Bone morphogenetic proteins (BMPs) constitute the largest subdivision of the transforming growth factor (TGF)-β family of ligands and exert most of their effects through the canonical effectors Smad1, 5, and 8. Appropriate regulation of BMP signaling is critical for the development and homeostasis of numerous human organ systems.
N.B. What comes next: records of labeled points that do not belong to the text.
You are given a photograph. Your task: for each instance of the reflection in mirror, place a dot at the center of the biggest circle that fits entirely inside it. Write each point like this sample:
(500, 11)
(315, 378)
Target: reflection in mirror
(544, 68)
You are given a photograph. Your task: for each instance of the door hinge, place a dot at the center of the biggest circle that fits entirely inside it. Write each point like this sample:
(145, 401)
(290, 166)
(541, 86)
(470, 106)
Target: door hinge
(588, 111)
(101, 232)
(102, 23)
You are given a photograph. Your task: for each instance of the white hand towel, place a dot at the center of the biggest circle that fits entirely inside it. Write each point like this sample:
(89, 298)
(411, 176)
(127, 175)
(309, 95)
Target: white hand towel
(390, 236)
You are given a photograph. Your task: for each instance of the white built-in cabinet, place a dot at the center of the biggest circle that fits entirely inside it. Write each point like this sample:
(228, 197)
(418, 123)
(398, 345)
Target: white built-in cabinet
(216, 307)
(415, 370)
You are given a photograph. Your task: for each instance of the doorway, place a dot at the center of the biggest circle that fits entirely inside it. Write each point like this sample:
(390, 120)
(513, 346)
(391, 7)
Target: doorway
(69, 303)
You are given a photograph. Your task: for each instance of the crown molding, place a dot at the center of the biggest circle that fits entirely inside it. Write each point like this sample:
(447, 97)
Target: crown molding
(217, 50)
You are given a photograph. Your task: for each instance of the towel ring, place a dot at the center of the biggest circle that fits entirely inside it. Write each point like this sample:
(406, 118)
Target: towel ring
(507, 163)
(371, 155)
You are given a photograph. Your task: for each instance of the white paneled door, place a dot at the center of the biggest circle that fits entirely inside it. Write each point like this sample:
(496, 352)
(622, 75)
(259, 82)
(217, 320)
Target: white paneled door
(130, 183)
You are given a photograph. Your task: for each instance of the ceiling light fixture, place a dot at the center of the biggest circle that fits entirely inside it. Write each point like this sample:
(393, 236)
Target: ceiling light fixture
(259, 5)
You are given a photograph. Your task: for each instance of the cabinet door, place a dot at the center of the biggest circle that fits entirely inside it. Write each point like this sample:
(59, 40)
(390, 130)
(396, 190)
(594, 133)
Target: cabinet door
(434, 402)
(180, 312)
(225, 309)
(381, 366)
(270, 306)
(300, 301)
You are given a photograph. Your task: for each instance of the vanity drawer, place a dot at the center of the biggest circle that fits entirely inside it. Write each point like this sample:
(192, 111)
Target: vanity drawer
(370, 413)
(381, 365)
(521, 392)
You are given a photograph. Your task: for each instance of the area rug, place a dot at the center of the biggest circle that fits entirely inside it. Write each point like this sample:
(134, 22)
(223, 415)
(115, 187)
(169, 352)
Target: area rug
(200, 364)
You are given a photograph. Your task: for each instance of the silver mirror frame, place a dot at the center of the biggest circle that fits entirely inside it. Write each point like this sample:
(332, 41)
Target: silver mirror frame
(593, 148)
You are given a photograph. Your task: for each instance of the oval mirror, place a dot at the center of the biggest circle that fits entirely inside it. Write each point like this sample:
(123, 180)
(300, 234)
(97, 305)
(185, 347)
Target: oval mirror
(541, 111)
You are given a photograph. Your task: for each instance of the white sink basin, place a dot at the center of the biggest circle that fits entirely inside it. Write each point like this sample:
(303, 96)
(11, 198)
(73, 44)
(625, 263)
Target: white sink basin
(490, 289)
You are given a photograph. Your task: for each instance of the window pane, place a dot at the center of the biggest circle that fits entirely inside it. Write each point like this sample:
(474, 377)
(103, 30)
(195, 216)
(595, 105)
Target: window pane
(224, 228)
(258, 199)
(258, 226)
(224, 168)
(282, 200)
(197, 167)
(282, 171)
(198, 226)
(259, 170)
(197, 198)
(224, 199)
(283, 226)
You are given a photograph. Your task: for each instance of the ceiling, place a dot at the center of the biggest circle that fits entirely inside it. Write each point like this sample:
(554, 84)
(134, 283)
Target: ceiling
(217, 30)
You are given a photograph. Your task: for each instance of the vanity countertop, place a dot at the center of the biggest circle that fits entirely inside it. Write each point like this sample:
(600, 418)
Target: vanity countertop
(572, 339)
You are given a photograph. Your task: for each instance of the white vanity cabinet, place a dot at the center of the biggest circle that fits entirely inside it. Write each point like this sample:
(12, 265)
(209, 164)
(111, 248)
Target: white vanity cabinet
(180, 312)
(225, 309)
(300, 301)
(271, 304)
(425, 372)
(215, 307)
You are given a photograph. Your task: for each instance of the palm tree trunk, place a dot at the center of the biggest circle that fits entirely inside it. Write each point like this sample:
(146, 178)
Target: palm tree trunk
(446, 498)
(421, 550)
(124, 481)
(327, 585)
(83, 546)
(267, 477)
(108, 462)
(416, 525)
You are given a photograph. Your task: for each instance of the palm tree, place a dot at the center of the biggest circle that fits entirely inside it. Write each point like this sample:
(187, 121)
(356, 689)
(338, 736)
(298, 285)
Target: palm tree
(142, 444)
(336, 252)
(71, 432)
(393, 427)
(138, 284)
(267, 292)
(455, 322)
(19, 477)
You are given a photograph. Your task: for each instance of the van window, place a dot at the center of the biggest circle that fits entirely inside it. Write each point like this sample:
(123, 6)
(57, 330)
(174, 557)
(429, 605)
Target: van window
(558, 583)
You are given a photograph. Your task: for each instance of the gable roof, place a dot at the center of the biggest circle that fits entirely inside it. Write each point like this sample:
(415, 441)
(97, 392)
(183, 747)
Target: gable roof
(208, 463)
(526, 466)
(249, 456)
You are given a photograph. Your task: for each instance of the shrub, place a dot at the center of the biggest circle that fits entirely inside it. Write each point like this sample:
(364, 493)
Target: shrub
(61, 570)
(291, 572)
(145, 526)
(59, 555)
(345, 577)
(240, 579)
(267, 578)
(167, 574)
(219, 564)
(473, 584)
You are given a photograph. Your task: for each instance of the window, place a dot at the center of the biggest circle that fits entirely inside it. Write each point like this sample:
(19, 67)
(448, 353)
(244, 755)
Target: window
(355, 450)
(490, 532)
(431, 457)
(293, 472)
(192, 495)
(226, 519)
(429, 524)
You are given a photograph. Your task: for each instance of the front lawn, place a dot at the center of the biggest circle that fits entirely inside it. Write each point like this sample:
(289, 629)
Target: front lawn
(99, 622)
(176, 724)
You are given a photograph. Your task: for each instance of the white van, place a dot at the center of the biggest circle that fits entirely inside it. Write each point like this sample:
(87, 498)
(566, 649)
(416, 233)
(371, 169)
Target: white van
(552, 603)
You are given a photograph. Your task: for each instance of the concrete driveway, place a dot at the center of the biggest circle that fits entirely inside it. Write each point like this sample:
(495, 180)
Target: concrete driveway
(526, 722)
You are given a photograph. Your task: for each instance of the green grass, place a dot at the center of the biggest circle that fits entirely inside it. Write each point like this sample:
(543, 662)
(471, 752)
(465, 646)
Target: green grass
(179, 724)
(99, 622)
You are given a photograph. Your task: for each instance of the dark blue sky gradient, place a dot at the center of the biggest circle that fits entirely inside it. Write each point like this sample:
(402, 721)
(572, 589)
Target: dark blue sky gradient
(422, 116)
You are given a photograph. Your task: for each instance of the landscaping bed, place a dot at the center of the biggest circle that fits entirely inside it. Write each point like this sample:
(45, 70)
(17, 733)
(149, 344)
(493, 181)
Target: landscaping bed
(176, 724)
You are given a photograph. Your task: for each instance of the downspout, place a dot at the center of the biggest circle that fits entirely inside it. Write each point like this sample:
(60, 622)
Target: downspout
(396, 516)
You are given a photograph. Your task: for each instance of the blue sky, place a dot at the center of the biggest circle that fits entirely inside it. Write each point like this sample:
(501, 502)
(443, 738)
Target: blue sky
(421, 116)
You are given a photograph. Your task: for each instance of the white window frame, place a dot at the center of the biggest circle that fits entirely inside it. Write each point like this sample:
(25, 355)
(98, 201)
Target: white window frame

Aberrations in BMP pathways or their regulation are increasingly associated with diverse human pathologies, and there is an urgent and growing need to develop effective approaches to modulate BMP signaling in the clinic. In this review, we provide a wide perspective on diseases and/or conditions associated with dysregulated BMP signal transduction, outline the current strategies available to modulate BMP pathways, highlight emerging second-generation technologies, and postulate prospective avenues for future investigation.

Figure 1.

The bone morphogenetic protein (BMP) pathway and potential strategies for therapeutic modulation. (1) Activation of the BMP pathway occurs via interaction between dimeric BMP ligands and complexes of type I (e.g., ALK-2 and ALK-3) and type II receptors (BMPRII, ActRII, or ActRIIB). This step may be inhibited by delivery of extracellular ligand traps such as naturally occurring antagonists, receptor decoys, or neutralizing antibodies. Alternatively, BMP ligand availability may be enhanced through delivery of exogenous ligands or inhibiting endogenous extracellular BMP antagonists by neutralizing antibodies or small molecules. (2) Ligand binding leads to activation of the type I receptors by type II receptors and subsequent phosphorylation of the receptor-activated Smads 1, 5, and 8 (R-Smads) along with other pathways including extracellular signal-regulated kinase (Erk) and p38 mitogen-activated protein kinase (MAPK), and PI3K-Akt. The kinase activities of the type I receptors may be blocked by small molecule inhibitors such as LDN-193189. The BMP pathway inhibitors FKBP12 and casein kinase 2 endogenously limit the activities of the type I receptors and may be inactivated by delivery of FK506 and CK2.3, respectively, to increase BMP signal transduction. (3) R-Smads may perform Smad4-independent activities such as regulating microRNA processing or associate with Smad4 or other transcription factors to control gene regulatory networks. Persistence of BMP signaling may be modulated by regulating the Smurf1-mediated ubiquitylation of Smad effector proteins by disrupting Smurf1 interaction with R-Smads by small molecule inhibitors or by increasing Smurf1 protein levels. (4) R-Smad-dependent and R-Smad-independent events are integrated in a context-dependent manner to control cellular activity.